As reflected by the parties and in the March 22, 1995, order scheduling this case for submission before this Court, this matter is considered to be a petition for reinstatement, following annulment, under Rule 3.33 of the Rules of Lawyer Disciplinary Procedure. In particular, the respective recommendations of Disciplinary Counsel and the Hearing Panel Subcommittee in this case were filed on behalf of the "Lawyer Disciplinary Board" created under the new rules.
"In March, 1987 the case settled. [The
client] executed a release and received two
checks, in the amounts of $50,000.00 and
$5,941.00, respectively, made payable jointly
to her and George Vieweg. . . . [The client]

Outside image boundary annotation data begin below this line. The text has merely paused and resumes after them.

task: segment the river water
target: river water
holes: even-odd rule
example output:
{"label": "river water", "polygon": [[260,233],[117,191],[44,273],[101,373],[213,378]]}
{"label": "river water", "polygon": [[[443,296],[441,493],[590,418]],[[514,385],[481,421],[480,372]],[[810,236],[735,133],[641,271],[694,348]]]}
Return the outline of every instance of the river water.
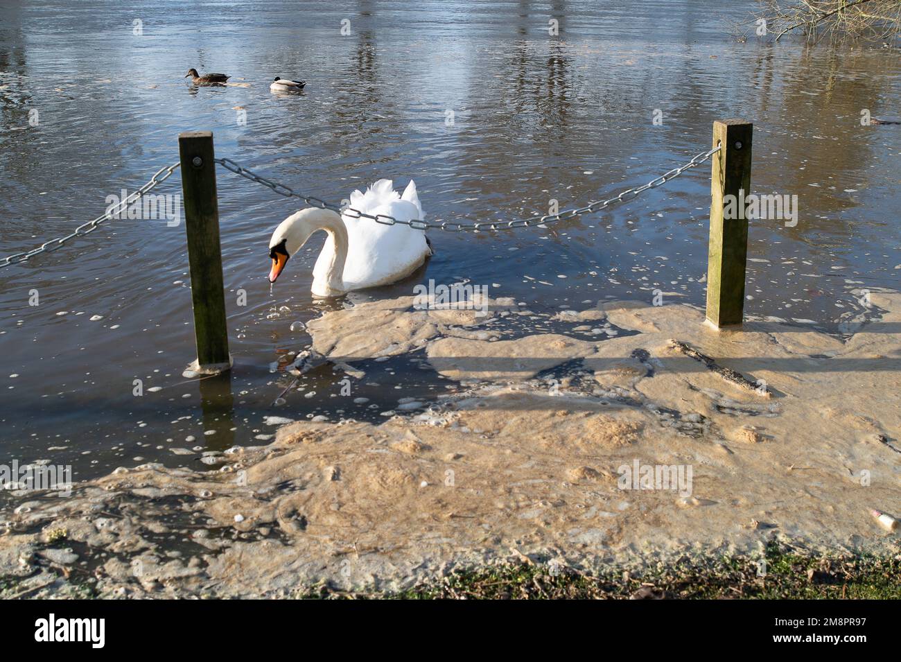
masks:
{"label": "river water", "polygon": [[[863,310],[855,288],[901,283],[901,127],[860,122],[897,119],[901,58],[738,41],[732,23],[753,5],[5,0],[0,257],[101,213],[176,161],[187,130],[327,200],[413,177],[430,220],[506,221],[642,184],[708,148],[714,120],[740,116],[755,124],[753,189],[796,195],[798,210],[796,222],[751,223],[746,312],[828,330]],[[195,87],[191,67],[236,85]],[[276,76],[306,90],[271,94]],[[468,279],[534,311],[650,303],[654,290],[703,305],[709,177],[705,164],[547,228],[432,231],[425,269],[350,299]],[[180,194],[177,171],[154,193]],[[231,377],[182,376],[195,357],[184,222],[112,221],[0,269],[0,460],[70,464],[76,478],[196,467],[171,449],[261,443],[267,415],[378,419],[454,388],[399,358],[369,367],[353,394],[366,404],[319,370],[272,405],[290,381],[279,357],[309,342],[291,325],[327,307],[309,293],[323,237],[270,294],[269,235],[301,205],[223,169],[218,193]]]}

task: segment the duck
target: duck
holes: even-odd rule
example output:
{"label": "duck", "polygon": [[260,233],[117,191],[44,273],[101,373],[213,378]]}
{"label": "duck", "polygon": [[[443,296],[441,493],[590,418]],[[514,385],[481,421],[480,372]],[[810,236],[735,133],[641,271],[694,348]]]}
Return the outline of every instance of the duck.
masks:
{"label": "duck", "polygon": [[272,85],[269,86],[269,89],[273,92],[297,92],[304,89],[305,85],[306,85],[305,80],[288,80],[287,78],[279,78],[277,76],[276,79],[272,81]]}
{"label": "duck", "polygon": [[187,70],[187,75],[185,77],[191,77],[192,82],[195,85],[210,85],[211,83],[224,83],[226,80],[231,78],[231,76],[226,76],[225,74],[204,74],[201,76],[197,73],[195,68],[190,68]]}
{"label": "duck", "polygon": [[432,255],[425,231],[409,225],[378,223],[355,213],[384,214],[398,221],[424,220],[416,185],[411,179],[402,195],[390,179],[379,179],[365,193],[350,194],[341,214],[312,207],[278,224],[269,240],[269,283],[275,283],[288,259],[317,231],[328,235],[313,268],[310,291],[317,298],[343,296],[352,290],[378,287],[413,274]]}

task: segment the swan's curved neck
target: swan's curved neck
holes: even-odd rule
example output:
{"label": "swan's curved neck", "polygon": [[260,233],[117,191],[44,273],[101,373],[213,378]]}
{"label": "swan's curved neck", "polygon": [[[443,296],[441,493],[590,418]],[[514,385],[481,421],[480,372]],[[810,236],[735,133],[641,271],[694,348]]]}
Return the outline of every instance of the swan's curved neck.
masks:
{"label": "swan's curved neck", "polygon": [[329,294],[343,294],[344,263],[347,261],[348,251],[347,227],[341,216],[327,209],[323,209],[316,214],[315,224],[317,230],[324,230],[328,233],[334,245],[332,258],[325,268],[325,285],[332,291]]}

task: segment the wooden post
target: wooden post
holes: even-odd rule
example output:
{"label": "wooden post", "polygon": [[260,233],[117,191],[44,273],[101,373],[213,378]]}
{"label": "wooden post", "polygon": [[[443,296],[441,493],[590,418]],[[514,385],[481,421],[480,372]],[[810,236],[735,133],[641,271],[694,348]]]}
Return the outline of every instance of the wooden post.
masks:
{"label": "wooden post", "polygon": [[714,122],[710,244],[707,249],[707,320],[717,328],[741,324],[748,257],[745,198],[751,193],[751,139],[744,120]]}
{"label": "wooden post", "polygon": [[225,292],[219,246],[219,204],[213,132],[178,134],[187,259],[191,268],[194,334],[197,361],[192,368],[217,373],[231,367],[225,327]]}

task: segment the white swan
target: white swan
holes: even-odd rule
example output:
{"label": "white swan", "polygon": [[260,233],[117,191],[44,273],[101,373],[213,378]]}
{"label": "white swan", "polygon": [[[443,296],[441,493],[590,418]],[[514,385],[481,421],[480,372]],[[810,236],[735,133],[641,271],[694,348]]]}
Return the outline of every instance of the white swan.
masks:
{"label": "white swan", "polygon": [[[350,208],[400,221],[425,218],[412,179],[403,195],[393,189],[390,179],[379,179],[365,194],[354,191]],[[412,274],[432,255],[422,230],[353,218],[347,213],[339,216],[328,209],[304,209],[282,221],[272,233],[270,283],[276,282],[288,258],[317,230],[325,231],[328,238],[313,268],[310,290],[315,296],[341,296],[350,290],[394,283]]]}
{"label": "white swan", "polygon": [[304,89],[305,85],[306,85],[305,80],[288,80],[287,78],[279,78],[277,76],[269,86],[269,89],[273,92],[299,92]]}

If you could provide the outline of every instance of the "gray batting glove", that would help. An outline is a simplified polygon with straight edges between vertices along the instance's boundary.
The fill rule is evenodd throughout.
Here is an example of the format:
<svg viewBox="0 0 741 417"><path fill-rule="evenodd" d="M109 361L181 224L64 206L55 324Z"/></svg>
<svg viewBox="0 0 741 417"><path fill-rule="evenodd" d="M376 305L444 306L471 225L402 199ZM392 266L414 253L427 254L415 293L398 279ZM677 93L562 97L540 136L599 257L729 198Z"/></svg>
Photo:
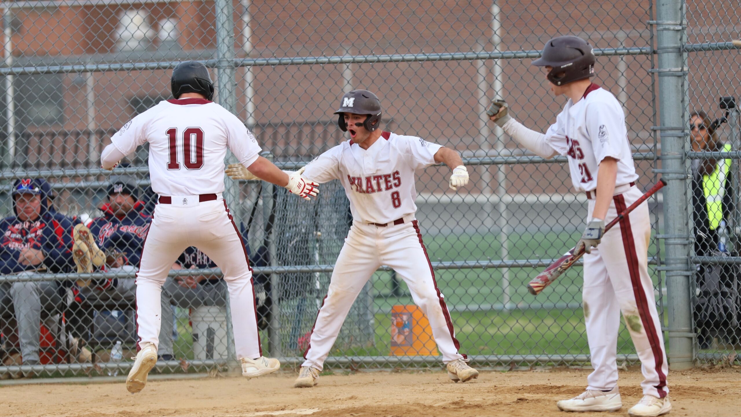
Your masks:
<svg viewBox="0 0 741 417"><path fill-rule="evenodd" d="M605 220L594 219L589 222L587 229L584 229L582 238L576 243L574 253L579 253L583 249L586 253L592 253L592 248L597 247L602 235L605 234Z"/></svg>
<svg viewBox="0 0 741 417"><path fill-rule="evenodd" d="M509 105L507 102L500 99L491 100L491 104L489 105L486 114L489 116L490 120L496 123L500 128L509 122L510 119L512 119L512 116L509 115Z"/></svg>

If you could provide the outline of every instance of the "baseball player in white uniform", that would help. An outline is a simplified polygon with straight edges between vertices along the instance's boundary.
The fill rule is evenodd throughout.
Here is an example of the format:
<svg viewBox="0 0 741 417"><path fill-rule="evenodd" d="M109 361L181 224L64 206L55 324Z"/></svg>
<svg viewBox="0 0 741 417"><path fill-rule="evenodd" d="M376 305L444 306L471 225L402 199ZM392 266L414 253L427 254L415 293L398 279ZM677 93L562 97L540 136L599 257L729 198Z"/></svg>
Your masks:
<svg viewBox="0 0 741 417"><path fill-rule="evenodd" d="M643 398L628 410L634 416L668 413L668 367L661 323L648 275L651 224L643 203L604 233L605 223L641 197L622 107L614 96L590 81L596 62L592 47L576 36L558 36L533 62L545 67L551 91L568 98L545 134L515 120L507 103L494 100L488 114L508 134L545 158L568 156L574 188L586 194L586 227L576 244L583 246L584 317L594 371L587 390L558 401L564 411L615 411L622 407L617 387L619 314L641 360ZM599 245L599 247L597 247Z"/></svg>
<svg viewBox="0 0 741 417"><path fill-rule="evenodd" d="M131 393L144 388L156 362L162 286L173 263L188 246L206 254L224 274L242 375L253 378L280 367L277 359L262 356L252 269L222 197L227 149L256 176L307 200L316 195L318 186L298 174L289 176L259 155L260 146L245 125L210 101L213 85L202 64L179 65L170 86L174 99L160 102L126 123L101 155L102 167L112 169L148 142L152 189L159 194L136 276L139 350L126 381Z"/></svg>
<svg viewBox="0 0 741 417"><path fill-rule="evenodd" d="M306 178L319 183L339 180L350 199L353 225L337 257L294 387L316 384L350 307L382 265L391 266L404 279L414 302L429 319L451 379L465 382L476 378L479 372L458 352L450 313L414 218L415 171L443 162L453 170L450 187L457 189L468 183L460 156L419 137L379 130L381 103L365 90L345 94L335 114L350 139L322 154L299 172L303 171ZM250 178L239 166L227 173L233 179Z"/></svg>

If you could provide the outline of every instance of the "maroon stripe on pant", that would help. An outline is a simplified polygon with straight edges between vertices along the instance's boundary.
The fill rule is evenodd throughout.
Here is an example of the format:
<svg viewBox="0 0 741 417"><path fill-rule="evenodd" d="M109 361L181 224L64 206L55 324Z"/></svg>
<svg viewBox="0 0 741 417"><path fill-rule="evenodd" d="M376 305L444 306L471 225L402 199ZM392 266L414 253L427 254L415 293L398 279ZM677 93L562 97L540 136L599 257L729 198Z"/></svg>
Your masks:
<svg viewBox="0 0 741 417"><path fill-rule="evenodd" d="M622 194L614 196L613 200L618 213L625 210L625 198ZM655 387L659 393L659 397L662 398L666 396L666 391L664 390L664 387L666 387L666 375L662 371L662 367L664 364L664 352L662 351L661 340L659 338L661 334L657 331L654 321L651 319L648 309L648 300L641 283L640 269L638 266L638 254L636 252L636 244L633 237L633 229L631 226L629 214L626 214L619 223L620 232L622 234L622 246L625 251L625 260L628 261L628 270L630 272L631 282L633 283L633 295L636 299L636 305L638 307L641 321L643 323L643 328L646 329L646 335L648 336L648 341L651 343L656 372L659 375L659 384L656 385Z"/></svg>
<svg viewBox="0 0 741 417"><path fill-rule="evenodd" d="M252 266L250 266L250 257L247 255L247 248L245 246L245 241L242 239L242 234L239 233L239 229L236 227L236 223L234 223L234 218L232 217L231 213L229 212L229 207L227 206L227 201L224 200L224 208L227 211L227 216L229 217L229 220L231 222L232 226L234 226L234 232L236 232L236 235L239 237L239 243L242 243L242 250L245 252L245 260L247 261L247 269L250 270L250 285L252 286L252 306L255 309L255 328L257 329L257 347L260 348L260 356L262 356L262 344L260 342L260 328L257 326L257 300L255 298L255 276L252 274ZM228 286L227 292L228 292ZM232 319L233 320L233 317ZM255 358L250 358L250 359L255 359Z"/></svg>
<svg viewBox="0 0 741 417"><path fill-rule="evenodd" d="M448 306L445 305L445 301L442 299L440 289L437 288L437 281L435 280L435 271L432 268L432 263L430 262L430 256L427 255L427 248L425 247L425 243L422 241L422 233L419 232L419 225L416 220L412 220L412 226L414 227L414 231L417 232L417 237L419 238L419 246L422 246L422 250L425 252L425 257L427 258L427 264L430 266L430 274L432 275L432 283L435 286L435 291L437 292L437 299L440 301L442 315L445 317L445 323L448 324L448 331L450 332L451 338L453 338L453 344L455 345L456 350L459 350L461 345L458 343L458 339L456 338L455 331L453 329L453 321L451 320L451 313L448 311ZM459 352L459 353L460 352ZM467 358L465 355L462 353L460 353L460 355L463 356L464 359Z"/></svg>
<svg viewBox="0 0 741 417"><path fill-rule="evenodd" d="M154 213L152 213L152 220L150 220L150 227L151 227L152 222L154 221ZM147 235L144 237L144 242L142 242L142 253L139 254L139 264L137 265L136 274L134 275L134 325L136 329L136 352L139 352L142 350L139 347L139 342L142 341L142 338L139 335L139 306L136 304L136 280L139 278L139 272L142 269L142 258L144 257L144 246L147 244L147 237L149 237L149 229L147 230ZM162 317L162 316L160 316Z"/></svg>
<svg viewBox="0 0 741 417"><path fill-rule="evenodd" d="M327 301L327 297L329 295L329 291L328 290L327 295L322 299L322 306L319 306L319 309L316 311L316 318L314 319L314 324L311 326L311 331L309 332L309 344L306 346L306 350L304 351L304 359L306 359L306 355L309 354L309 349L311 349L311 335L314 334L314 327L316 327L316 321L319 318L319 312L322 311L322 307L324 306L324 302Z"/></svg>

endorsed the checks and turned them over to
George. The $50,000.00 check was dated March
16, 1987. We have learned that these checks
were deposited in George's checking account
on March 16, 1987, and apparently converted
to his own use, since following this deposit
various checks in substantial amounts were
issued to banks and individuals, thereby
exhausting all the funds belonging to [the
client]. We have agreed to pay the amount
due her which, after George's fee and
deductible, will be in the sum of
$39,274.40."
"On November 2, 1987, The Buckeye
Savings and Loan ('The Buckeye') loaned
Petitioner [Mr. Vieweg] $50,000.00 secured by
what was represented by Petitioner as a
second deed of trust upon Petitioner's
residence. Subsequently, The Buckeye learned
of Wheeling National Bank's first and second
deed of trust. The Buckeye was required to
purchase the property, pay off Wheeling
National Bank's first and second mortgages
and resell the property. The Buckeye claimed
a loss . . . .
"Petitioner's stated purpose for the $50,000.00 loan from The Buckeye was to purchase a partnership in his law firm. The testimony of Mr. Byrum indicated that each partner was to contribute $10,000.00."